General Motors ( GM) might not be able to regain the profitability power it has lost over the past two years, Fitch said Thursday, and as a result, the ratings agency lowered its opinion of some of the carmaker's debt.

Despite Fitch's belief that GM's truck business is a particularly competitive part of its overall product line, the agency downgraded the debt of the company and its financial services unit, General Motors Acceptance, to BBB+ from A-, with a negative rating outlook. Fitch also cited a "negative incentives environment," a share price that's down 27.3% year to date, and health care and pension cost concerns. The news follows a downgrade of the company's debt last week by Moody's.

Shares of GM were losing about 1.8% to $37.87 in early afternoon trading on the New York Stock Exchange.

Fitch believes GM might not be able to bring back the margins it has lost, notably because the company's car portfolio has been stagnant for several years. Further, "the industry has shortened its product cycle substantially over the last five years," Fitch said.

GM's niche products, such as the Hummer H2, which has done relatively well in the market, don't represent sizeable enough volumes to overcome the car portfolio's slack. But the Cadillac ESV and CTS cars counter that issue to some degree, Fitch said.

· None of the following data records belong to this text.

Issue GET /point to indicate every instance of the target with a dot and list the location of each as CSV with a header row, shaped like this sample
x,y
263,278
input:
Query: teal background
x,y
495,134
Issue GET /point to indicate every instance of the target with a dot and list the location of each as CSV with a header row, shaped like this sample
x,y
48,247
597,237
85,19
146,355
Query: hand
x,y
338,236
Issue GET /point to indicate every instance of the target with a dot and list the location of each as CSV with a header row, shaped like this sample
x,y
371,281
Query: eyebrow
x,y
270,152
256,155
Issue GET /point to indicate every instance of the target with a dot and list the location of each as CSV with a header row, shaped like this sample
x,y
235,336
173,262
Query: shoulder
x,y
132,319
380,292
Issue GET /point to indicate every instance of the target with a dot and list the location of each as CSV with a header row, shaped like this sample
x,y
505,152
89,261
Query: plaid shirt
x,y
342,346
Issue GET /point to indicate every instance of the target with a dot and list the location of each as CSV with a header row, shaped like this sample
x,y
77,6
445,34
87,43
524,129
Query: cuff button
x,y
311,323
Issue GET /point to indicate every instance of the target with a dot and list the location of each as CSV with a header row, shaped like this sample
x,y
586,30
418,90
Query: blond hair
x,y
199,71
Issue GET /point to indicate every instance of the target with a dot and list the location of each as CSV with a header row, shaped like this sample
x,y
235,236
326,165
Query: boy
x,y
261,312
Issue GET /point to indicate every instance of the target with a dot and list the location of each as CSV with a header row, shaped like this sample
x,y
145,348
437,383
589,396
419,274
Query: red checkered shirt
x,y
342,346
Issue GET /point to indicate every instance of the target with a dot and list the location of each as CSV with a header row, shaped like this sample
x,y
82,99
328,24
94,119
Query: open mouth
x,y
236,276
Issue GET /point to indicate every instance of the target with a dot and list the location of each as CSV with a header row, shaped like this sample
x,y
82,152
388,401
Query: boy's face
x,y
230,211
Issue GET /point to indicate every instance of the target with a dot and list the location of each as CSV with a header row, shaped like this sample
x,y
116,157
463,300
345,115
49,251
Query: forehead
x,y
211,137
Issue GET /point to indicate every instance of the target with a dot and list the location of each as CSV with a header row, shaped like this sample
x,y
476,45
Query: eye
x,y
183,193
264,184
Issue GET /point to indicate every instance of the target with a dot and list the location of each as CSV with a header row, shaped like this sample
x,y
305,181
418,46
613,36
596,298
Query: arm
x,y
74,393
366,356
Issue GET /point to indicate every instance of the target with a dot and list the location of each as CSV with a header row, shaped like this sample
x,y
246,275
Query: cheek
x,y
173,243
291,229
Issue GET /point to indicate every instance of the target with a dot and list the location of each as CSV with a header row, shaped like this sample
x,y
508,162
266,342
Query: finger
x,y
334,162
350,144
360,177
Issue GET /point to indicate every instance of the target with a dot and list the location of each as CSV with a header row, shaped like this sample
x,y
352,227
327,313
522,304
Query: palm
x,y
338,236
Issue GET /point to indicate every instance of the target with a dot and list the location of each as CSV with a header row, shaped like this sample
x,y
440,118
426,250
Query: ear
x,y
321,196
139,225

Longer term, Fitch has concerns about GM's competitive standing, especially in the U.S. and in light of the United Auto Workers negotiations. Additionally, earnings and cash flow have been dragged down by higher health care and pension costs in the last few years, and GM is the largest corporate provider of health care in the U.S. GM is expected to contribute up to $15 billion in pension money in the next five years.

On a positive note, GM has a strong liquidity position with $20.6 billion in cash, a better product mix in North America and strong lines, such as the H2, among others, the ratings service said.